Last month we published an article on dooring, this topic continues to make headlines as statistics become known about this potentially fatal incident.
The Toronto Star reported that police traffic services spokesman; Constable Clint Stibbe dismissed the idea of tracking dooring incidents. He stated,” if you [asked], how many days is it sunny, we’re not going to track that”. He continued, to add that the Toronto police force had no intention of recording such collisions.
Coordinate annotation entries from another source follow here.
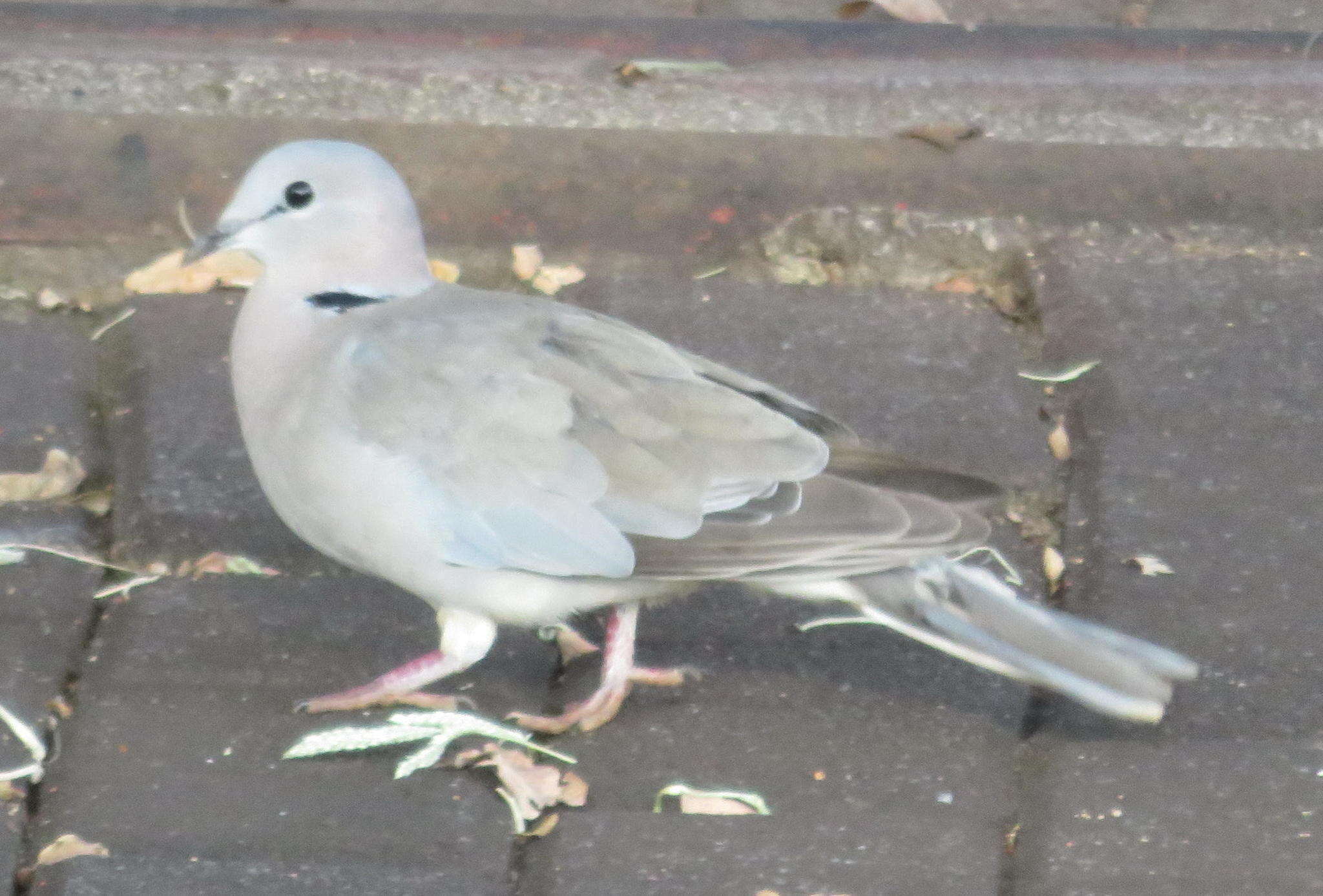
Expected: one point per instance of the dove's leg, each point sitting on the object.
(464, 640)
(618, 675)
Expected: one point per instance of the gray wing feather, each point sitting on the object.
(545, 433)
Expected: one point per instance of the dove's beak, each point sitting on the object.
(211, 242)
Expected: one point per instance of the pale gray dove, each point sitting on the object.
(515, 459)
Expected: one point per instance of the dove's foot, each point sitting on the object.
(618, 675)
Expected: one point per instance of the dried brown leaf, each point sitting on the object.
(59, 477)
(50, 301)
(944, 137)
(531, 786)
(1059, 441)
(446, 272)
(527, 261)
(69, 846)
(59, 706)
(915, 11)
(959, 284)
(699, 804)
(169, 273)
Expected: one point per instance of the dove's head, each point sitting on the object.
(326, 214)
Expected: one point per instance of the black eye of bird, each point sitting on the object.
(298, 194)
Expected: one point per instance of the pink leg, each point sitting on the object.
(464, 640)
(397, 686)
(618, 675)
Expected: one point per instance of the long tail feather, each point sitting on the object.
(970, 613)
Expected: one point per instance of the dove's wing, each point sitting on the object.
(548, 435)
(844, 526)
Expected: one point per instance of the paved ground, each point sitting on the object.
(1191, 273)
(1265, 15)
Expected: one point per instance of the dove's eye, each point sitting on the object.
(298, 194)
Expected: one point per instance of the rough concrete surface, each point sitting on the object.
(890, 769)
(1268, 15)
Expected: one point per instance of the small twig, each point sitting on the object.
(1012, 575)
(69, 555)
(126, 587)
(711, 272)
(118, 319)
(30, 739)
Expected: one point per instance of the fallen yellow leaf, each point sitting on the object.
(59, 477)
(550, 278)
(446, 272)
(527, 261)
(69, 846)
(169, 273)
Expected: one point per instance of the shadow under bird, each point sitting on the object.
(515, 459)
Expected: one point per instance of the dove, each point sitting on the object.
(516, 461)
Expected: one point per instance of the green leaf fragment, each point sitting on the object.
(439, 729)
(1060, 376)
(679, 789)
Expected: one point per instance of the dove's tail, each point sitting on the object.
(970, 613)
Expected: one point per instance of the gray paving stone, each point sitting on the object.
(881, 763)
(612, 853)
(48, 367)
(1195, 443)
(185, 709)
(184, 483)
(47, 604)
(1269, 15)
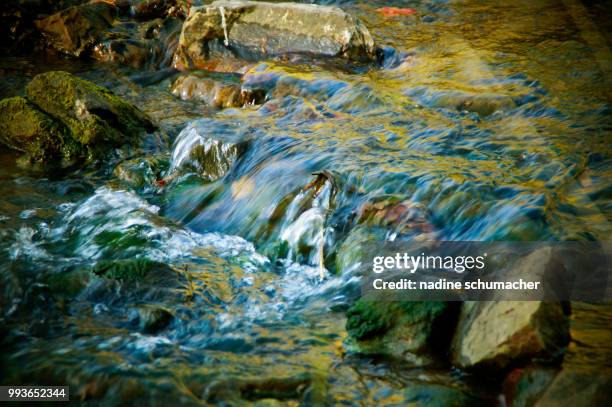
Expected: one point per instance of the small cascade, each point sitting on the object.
(306, 232)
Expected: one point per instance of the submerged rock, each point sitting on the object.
(151, 46)
(150, 318)
(258, 388)
(96, 117)
(498, 333)
(249, 31)
(436, 395)
(208, 155)
(215, 93)
(24, 127)
(142, 173)
(399, 329)
(130, 52)
(524, 386)
(75, 30)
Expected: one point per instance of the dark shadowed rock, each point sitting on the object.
(249, 31)
(96, 117)
(142, 173)
(130, 52)
(524, 386)
(436, 395)
(215, 93)
(75, 30)
(24, 127)
(497, 333)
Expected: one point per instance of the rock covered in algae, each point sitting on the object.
(399, 329)
(24, 127)
(249, 30)
(95, 116)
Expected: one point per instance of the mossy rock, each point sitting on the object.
(399, 329)
(96, 117)
(142, 173)
(131, 269)
(436, 395)
(24, 127)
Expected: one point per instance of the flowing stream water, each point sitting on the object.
(491, 118)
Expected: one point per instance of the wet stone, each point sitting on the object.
(130, 52)
(495, 334)
(96, 117)
(24, 127)
(142, 173)
(75, 30)
(150, 318)
(215, 93)
(249, 31)
(522, 387)
(401, 330)
(149, 9)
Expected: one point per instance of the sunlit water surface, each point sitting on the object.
(493, 120)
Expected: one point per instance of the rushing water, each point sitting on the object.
(492, 120)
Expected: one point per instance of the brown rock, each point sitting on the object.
(496, 333)
(74, 30)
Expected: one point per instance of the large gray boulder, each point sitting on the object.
(249, 30)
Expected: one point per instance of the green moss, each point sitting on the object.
(129, 269)
(96, 117)
(24, 127)
(369, 319)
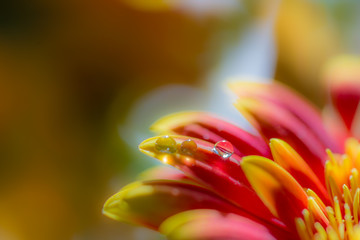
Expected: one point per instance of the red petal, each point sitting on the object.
(212, 129)
(291, 102)
(223, 176)
(214, 225)
(280, 192)
(342, 75)
(149, 203)
(275, 122)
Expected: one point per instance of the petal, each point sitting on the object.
(207, 127)
(213, 225)
(342, 75)
(274, 122)
(290, 160)
(279, 191)
(223, 176)
(162, 172)
(149, 203)
(290, 101)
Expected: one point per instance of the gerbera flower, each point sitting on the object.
(294, 179)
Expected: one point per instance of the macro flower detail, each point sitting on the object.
(295, 178)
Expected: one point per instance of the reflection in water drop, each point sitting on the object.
(224, 149)
(165, 144)
(188, 147)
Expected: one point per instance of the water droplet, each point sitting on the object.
(188, 147)
(165, 144)
(224, 149)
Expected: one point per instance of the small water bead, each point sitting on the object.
(224, 149)
(165, 144)
(188, 147)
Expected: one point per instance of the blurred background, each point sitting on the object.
(81, 81)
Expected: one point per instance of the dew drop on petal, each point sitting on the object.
(165, 144)
(224, 149)
(188, 147)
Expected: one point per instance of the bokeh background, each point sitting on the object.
(80, 82)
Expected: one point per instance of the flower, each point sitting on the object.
(296, 178)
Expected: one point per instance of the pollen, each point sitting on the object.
(339, 218)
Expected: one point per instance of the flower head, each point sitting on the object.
(296, 178)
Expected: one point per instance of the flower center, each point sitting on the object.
(340, 220)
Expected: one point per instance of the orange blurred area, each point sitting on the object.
(72, 70)
(69, 73)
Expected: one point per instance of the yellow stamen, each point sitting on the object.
(341, 220)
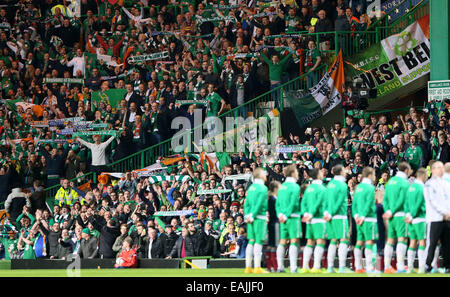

This “Fordesque” like comment fails to address the paramount issue of serious personal injuries being sustained by cyclists in Toronto, from fractured thumbs to broken shoulders. When these incidents were tracked, from 2007 to 2011 there were approximately 144 dooring incidents per year in Toronto. This is a significant amount of personal injuries. Keep in mind that the police track the number of people injured and killed every holiday weekend. They also track the number of people injured and killed by impaired drivers and recently the number of injuries and deaths resulting from inattentive drivers who are texting or talking on their telephone.
Injuries and fatalities suffered by pedestrians in crosswalks are tracked. Cyclists are as vulnerable to injury as pedestrians, yet the authorities do not consider capturing this data an important matter. Why are personal injuries suffered by cyclists as result of inattentive operators, or passengers of motor vehicles who open their doors without first ascertaining if it is safe to do so, less worthy of reporting? This is a very important question; one that leaves cyclists feeling overlooked by the police department.
The Highway Traffic Act (Ontario) provides for a fine of $85 for improperly opening a vehicle door. In Chicago Illinois, the fine for dooring a cyclist was recently increased to $1000. The Chicago police track dooring accidents. Why is this such a low priority in Toronto? Can a serious injury to a cyclist rationally be compared to a “sunny day”?